5. Many NERC entities use commercially available patch management software, such as Foxguard. The patch management system identifies the applicable updates, which starts the 35-day install-or-mitigate clock in Part 2.2. As described in “Vulnerability Tools to Simplify Patching,” such tools not only track patch availability but also integrate with software inventories and vulnerability databases to streamline compliance and reduce manual effort.  

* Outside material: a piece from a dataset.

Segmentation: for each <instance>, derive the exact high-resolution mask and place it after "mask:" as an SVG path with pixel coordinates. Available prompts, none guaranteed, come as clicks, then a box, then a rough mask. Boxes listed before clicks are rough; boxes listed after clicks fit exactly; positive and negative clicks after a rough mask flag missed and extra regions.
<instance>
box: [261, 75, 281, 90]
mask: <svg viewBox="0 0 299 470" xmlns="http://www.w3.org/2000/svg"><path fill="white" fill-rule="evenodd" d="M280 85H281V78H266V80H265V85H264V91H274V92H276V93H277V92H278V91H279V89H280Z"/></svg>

6. Auditors will normally request documentation of the patch sources and evidence that these sources are being monitored for updates. Evidence could include a patch management software report, vendor notices, or manual checks. All evidence must be dated.  

Moving forward together 

Identifying and documenting your NERC CIP patch sources is a critical foundation for compliance, but it does not eliminate all risk associated with software updates. Building on the Virtuous Loop framework, organizations can integrate patch source management with asset awareness, vulnerability tracking, and compliance reporting to create a repeatable, auditable, and resilient patch management program. 

Even when patch sources are well defined, Responsible Entities still face practical questions about verification, supplier practices, and how patch management fits into broader supply chain risk programs. 

In the next post in the Decoding NERC CIP series, we’ll take a question-and-answer approach to these challenges. We’ll address what to do when vendors do not provide signatures or hash values, how to evaluate the practices of patch aggregation services, and how patch management responsibilities align with CIP-013 supply chain security and CIP-010 verification requirements. 

Together, these discussions move the series from where patches come from to how organizations build confidence in the entire patch supply chain—from procurement through installation and audit.